Uno de los grandes temas que genera un profundo debate en el fútbol argentino fue aquel espaldazo que hicieron los jugadores de Estudiantes de La Plata en el Gigante de Arroyito, en el marco del encuentro contra Rosario Central por los octavos de final del último Clausura, que justamente culminó ganando el Pincha contra Racing en el Madre de Ciudades.
El máximo apuntado por esta determinación fue el presidente del club Juan Sebastián Verón, que fue suspendido por la Asociación del Fútbol Argentino, aunque luego la sanción fue apelada por el TAS, en un conflicto que viene de hace tiempo con la gestión de Claudio Tapia y Claudio Toviggino por la discusión que está latente sobre los aportes externos en el fútbol.
Nuevamente la Brujita hizo foco en lo que se dio en ese entonces, aclarando que la medida no se tomó en contra del Canalla, sino apuntada a AFA por haber instaurado un título de campeón para el ganador de la tabla anual con la competencia culminada, en un acto que fue un bochorno y una mancha más para la pelota en la Argentina.

“Arranco desde el principio, porque por ahí la gente de Central se toma como muy personal lo que nosotros hicimos como club. Para mí hay una cuestión que viene de antes, de cómo se genera esto y cómo se llega a esta situación”, aseguró el mandatario del León.
Tras ello, explicó que el cuestionamiento no va en contra de la entidad rosarina. “La única manera que podíamos hacer sentir que no estábamos conformes era dando la espalda, pero no dándole la espalda a Central, sino dándole la espalda al fútbol, a la situación de lo que había pasado”, admitió.
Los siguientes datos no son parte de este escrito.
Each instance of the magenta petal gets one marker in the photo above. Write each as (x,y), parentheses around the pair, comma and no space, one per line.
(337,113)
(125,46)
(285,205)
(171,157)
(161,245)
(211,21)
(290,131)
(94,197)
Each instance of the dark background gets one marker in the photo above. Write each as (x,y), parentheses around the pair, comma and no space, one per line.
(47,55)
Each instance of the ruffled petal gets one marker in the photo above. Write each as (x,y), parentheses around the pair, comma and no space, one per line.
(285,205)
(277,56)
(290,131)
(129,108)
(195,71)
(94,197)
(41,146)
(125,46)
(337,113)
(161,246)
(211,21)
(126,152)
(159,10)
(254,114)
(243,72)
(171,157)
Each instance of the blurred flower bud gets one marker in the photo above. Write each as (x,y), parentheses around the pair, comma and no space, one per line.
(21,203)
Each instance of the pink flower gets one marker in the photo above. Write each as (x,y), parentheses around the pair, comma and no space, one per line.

“Nos quisieron obligar a hacer algo cuando nunca había pasado nada en general con este tipo de cosas”, lanzó en contra de la decisión de AFA de obligar a los clubes a hacer un pasillo a los campeones, cuando es algo que no estaba instaurado oficialmente y provocó la adulteración de un documento.

Por último, Verón mostró su descontento por la falta de apoyo de otros dirigentes. “Hubiera esperado que el mensaje hubiera sido otro, hasta en solidaridad con lo que nos estaba pasando”, soltó, y luego completó marcando que su intención no es “quedar bien con nadie ni tratar de convencer”, sino exponer su apreciación de todo lo sucedido.